Sherman and Center colleague Anuradha Kumar investigated antifolate compounds for their activity against Mycobacterium tuberculosis. Antifolates are already in use to treat some forms of cancer, and other bacterial, fungal, and parasitic infections. While Sherman and Kumar amassed considerable expertise on these compounds that block activity of folic acid and kill cells, they asked the Tres Cantos lab for help, specifically for access to GlaxoSmithKline’s extensive drug chemistry library.

GlaxoSmithKline’s library made it possible for Sherman and Kumar to screen for a particular type of compound, dihydrofolate reductase inhibitors limiting activity of enzymes that synthesize thymidylate, a nucleic acid in DNA. At Tres Cantos, the team started with 2,508 antifolate compounds, and after tests with live tuberculosis bacteria winnowed the list to 210 compounds. Further tests narrowed the list to 5 finalists, each of which exhibited potency against the bacteria.

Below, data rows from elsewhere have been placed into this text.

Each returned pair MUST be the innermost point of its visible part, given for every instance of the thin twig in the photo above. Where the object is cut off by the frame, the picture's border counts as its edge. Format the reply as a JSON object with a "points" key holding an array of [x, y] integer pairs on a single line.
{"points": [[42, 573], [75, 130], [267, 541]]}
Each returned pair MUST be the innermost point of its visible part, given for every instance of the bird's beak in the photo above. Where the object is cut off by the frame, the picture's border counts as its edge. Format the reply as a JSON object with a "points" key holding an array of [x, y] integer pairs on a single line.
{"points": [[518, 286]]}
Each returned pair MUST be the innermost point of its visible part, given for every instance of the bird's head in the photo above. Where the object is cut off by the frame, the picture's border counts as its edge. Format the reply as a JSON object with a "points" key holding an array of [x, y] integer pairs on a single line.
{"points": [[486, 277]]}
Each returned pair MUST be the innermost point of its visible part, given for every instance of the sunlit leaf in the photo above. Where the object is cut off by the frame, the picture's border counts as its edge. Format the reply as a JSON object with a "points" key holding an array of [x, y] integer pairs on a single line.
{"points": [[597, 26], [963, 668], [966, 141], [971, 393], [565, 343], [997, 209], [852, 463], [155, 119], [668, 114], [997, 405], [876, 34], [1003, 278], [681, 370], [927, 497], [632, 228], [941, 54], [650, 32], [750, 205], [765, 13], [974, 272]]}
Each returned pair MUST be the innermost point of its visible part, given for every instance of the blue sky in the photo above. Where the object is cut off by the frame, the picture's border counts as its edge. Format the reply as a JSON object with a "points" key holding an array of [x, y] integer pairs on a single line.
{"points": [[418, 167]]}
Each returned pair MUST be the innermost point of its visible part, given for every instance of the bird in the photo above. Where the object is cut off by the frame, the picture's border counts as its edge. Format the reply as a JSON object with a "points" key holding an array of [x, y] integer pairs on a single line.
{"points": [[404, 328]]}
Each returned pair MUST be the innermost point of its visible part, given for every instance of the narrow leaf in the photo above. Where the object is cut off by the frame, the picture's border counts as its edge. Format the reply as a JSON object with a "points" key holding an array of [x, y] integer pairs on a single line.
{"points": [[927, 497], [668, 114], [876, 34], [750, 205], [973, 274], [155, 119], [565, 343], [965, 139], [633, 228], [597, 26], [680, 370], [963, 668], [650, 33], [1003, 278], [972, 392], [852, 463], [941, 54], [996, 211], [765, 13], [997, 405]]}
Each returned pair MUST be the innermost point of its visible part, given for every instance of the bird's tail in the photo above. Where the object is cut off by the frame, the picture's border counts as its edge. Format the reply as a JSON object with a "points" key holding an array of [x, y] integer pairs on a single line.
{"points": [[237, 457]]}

Their investigation led to one particulate type of compound, analogues of the chemotherapy drug methotrexate, administered in advanced or serious cancer cases. The drug is also given for severe psoriasis and rheumatoid arthritis. In a Center statement, Sherman says the team’s “next steps are to expand the chemistry around these molecules to identify compounds that could ultimately be administered effectively in humans” adding, “These compounds could literally be lifesavers for millions of people.”